A retrospective analysis was conducted on 5 patients with gynecologic malignancies who underwent HDR BT with and without MucoUp injection. Dosimetric parameters, including HR-CTV D90 and OAR D2cc (bladder, rectum), were compared between sessions with and without MucoUp. Spacer volume retention was assessed using pre- and post-treatment CT scans.
MucoUp injection resulted in a significant reduction in rectal D2cc (7.19 Gy vs. 6.73 Gy, p = 0.043), while maintaining HR-CTV dose coverage (D90: 8.82 Gy vs. 9.15 Gy, p = 0.043). A nonsignificant reduction in bladder D2cc was observed (7.51 Gy vs. 7.16 Gy, p = 0.34). Spacer volume retention remained stable throughout treatment. No procedural complications or acute toxicity were observed.
This study suggests that MucoUp is a promising spacer for gynecologic BT, effectively reducing rectal dose while preserving HR-CTV coverage. Given its high stability and safety, MucoUp may serve as an alternative to existing spacer materials. Further large-scale and long-term studies are warranted to evaluate its impact on late toxicities.
妇科近距离放射治疗(BT)是根治性放射治疗的重要组成部分,但对危及器官(OARs)的过度辐射暴露仍然是一个主要问题。MucoUp是一种基于透明质酸的间隔物,已被用于将高风险临床靶区(HR-CTV)与相邻的OARs进行物理分离。然而,其临床可行性和剂量学影响仍未得到充分研究。

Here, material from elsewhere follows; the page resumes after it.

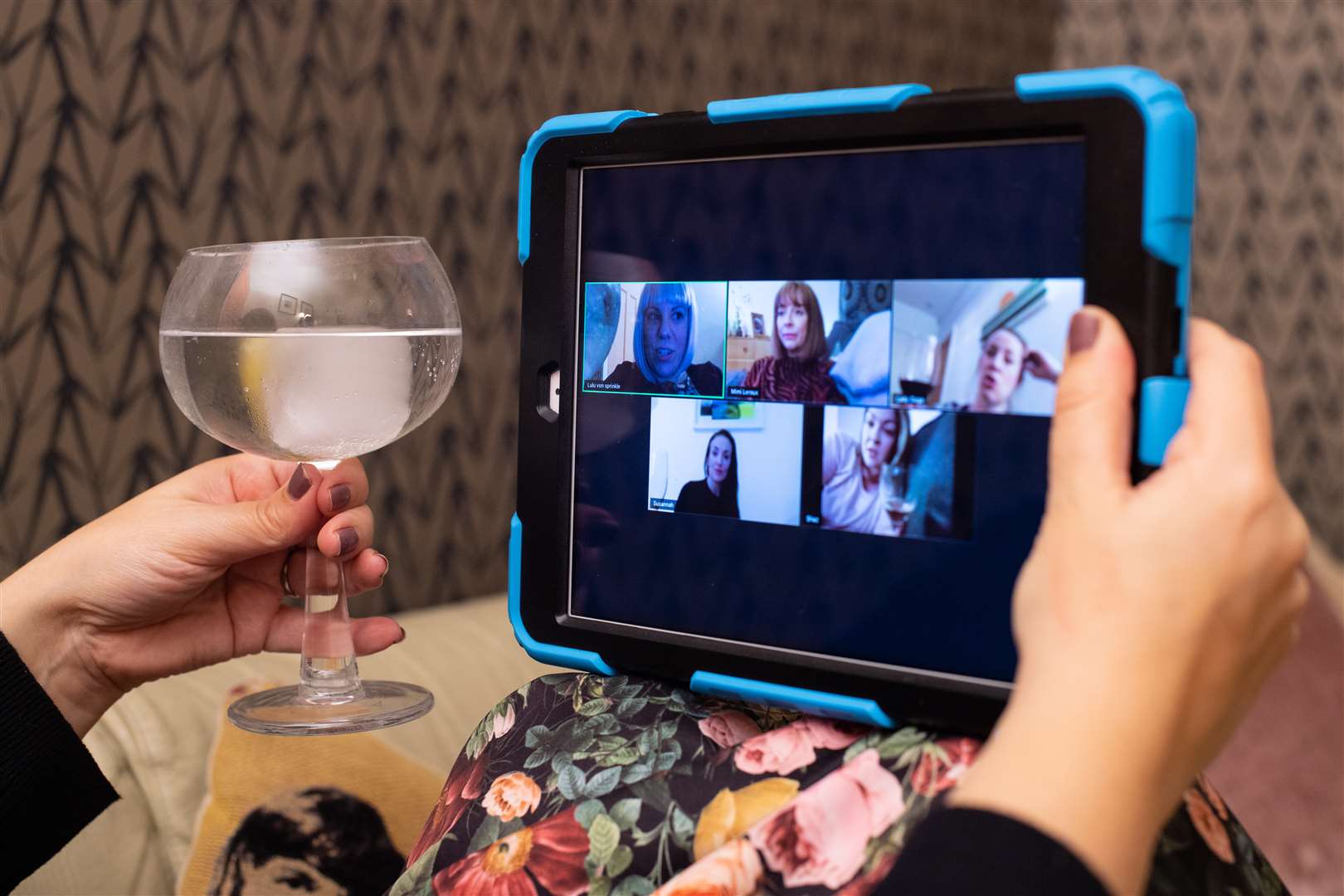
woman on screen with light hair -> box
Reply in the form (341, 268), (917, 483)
(605, 284), (723, 397)
(742, 280), (845, 404)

本研究旨在评估MucoUp在高剂量率(HDR)妇科BT中的剂量学影响和临床可行性。
对5例接受有或无MucoUp注射的HDR BT的妇科恶性肿瘤患者进行回顾性分析。比较有和无MucoUp的治疗疗程之间的剂量学参数,包括HR-CTV D90和OAR D2cc(膀胱、直肠)。使用治疗前和治疗后的CT扫描评估间隔物体积保留情况。
注射MucoUp后直肠D2cc显著降低(7.19 Gy对6.73 Gy,p = 0.043),同时保持HR-CTV剂量覆盖(D90:8.82 Gy对9.15 Gy,p = 0.043)。膀胱D2cc有非显著性降低(7.51 Gy对7.16 Gy,p = 0.34)。整个治疗过程中间隔物体积保留保持稳定。未观察到操作并发症或急性毒性。
本研究表明,MucoUp是一种有前景的妇科BT间隔物,可有效降低直肠剂量,同时保留HR-CTV覆盖。鉴于其高稳定性和安全性,MucoUp可能成为现有间隔物材料的替代品。需要进一步的大规模长期研究来评估其对晚期毒性的影响。